Production-grade LLMOps infrastructure for context window management, token counting, document chunking, and compression

Project description

LLM Context Forge

Production-Grade LLMOps Infrastructure for Context Window Management

Deterministic token counting · Intelligent chunking · Priority-based context assembly · Cost estimation — the foundation every AI application needs.

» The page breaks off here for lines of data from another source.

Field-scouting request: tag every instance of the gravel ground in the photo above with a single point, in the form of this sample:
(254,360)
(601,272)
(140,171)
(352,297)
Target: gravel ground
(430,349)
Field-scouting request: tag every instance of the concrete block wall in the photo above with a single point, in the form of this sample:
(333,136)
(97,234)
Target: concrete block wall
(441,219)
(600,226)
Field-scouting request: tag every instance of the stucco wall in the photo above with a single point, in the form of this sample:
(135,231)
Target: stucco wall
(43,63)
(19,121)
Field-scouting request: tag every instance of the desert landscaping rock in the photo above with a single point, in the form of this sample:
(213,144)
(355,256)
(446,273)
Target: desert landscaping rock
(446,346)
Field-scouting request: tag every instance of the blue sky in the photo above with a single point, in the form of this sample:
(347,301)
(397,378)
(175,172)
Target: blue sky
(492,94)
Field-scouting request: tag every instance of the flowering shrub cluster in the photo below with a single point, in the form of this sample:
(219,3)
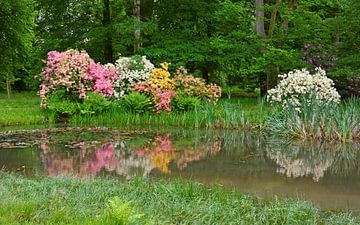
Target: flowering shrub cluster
(76,73)
(196,87)
(159,88)
(73,75)
(300,84)
(133,70)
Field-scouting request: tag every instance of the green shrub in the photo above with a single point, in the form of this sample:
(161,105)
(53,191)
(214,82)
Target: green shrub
(94,104)
(137,103)
(62,104)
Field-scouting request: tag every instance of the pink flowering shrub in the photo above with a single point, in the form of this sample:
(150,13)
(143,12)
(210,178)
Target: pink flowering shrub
(159,88)
(76,73)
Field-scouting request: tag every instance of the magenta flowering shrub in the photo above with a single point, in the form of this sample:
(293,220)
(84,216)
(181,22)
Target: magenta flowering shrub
(76,73)
(159,88)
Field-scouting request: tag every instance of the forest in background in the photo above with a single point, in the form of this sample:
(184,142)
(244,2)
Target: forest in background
(242,43)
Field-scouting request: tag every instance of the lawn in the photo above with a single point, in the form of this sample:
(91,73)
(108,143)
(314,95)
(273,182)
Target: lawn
(140,201)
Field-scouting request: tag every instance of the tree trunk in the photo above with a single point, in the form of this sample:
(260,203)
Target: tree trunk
(260,27)
(137,32)
(273,18)
(108,51)
(8,88)
(291,7)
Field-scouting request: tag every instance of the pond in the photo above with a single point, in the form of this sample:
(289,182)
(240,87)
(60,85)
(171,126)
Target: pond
(326,174)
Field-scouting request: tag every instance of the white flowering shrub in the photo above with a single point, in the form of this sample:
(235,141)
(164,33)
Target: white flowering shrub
(299,86)
(132,70)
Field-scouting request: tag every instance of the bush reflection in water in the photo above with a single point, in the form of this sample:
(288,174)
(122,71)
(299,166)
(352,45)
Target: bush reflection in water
(313,159)
(126,158)
(140,155)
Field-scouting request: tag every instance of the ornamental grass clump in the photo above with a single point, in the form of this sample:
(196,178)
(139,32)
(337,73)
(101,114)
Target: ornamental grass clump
(310,109)
(300,85)
(75,73)
(133,70)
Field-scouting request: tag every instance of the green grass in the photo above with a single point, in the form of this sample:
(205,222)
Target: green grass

Tests PyPI Python License: MIT Downloads

---

Note: This package is a general-purpose LLM context management toolkit and is not related to Microsoft's LayoutLM multimodal models.

Why LLM Context Forge?

Every production AI application eventually hits the same infrastructure problems:

Problem Impact LLM Context Forge Solution
Context window overflow Silent failures, truncated responses Priority-based assembly with overflow tracking
Inaccurate token counting Budget overruns, dropped requests Deterministic counting via tiktoken + heuristic fallbacks
Naive text splitting Broken semantics, degraded LLM reasoning 5 chunking strategies (sentence, paragraph, semantic, code, fixed)
Unpredictable API costs Surprise bills, no cost governance Pre-flight cost estimation across 15+ models
Oversized prompts Wasted tokens, slow responses 4 compression strategies (extractive, truncate, middle-out, map-reduce)

Installation

pip install llm-context-forge

With API server support:

pip install "llm-context-forge[api]"

Quick Start

Token Counting

from llm_context_forge import TokenCounter

counter = TokenCounter("gpt-4o")
tokens = counter.count("Hello, world!")
print(f"Tokens: {tokens}")  # Tokens: 4

# Check context window fit
fits = counter.fits_in_window("Your prompt...", reserve_output=500)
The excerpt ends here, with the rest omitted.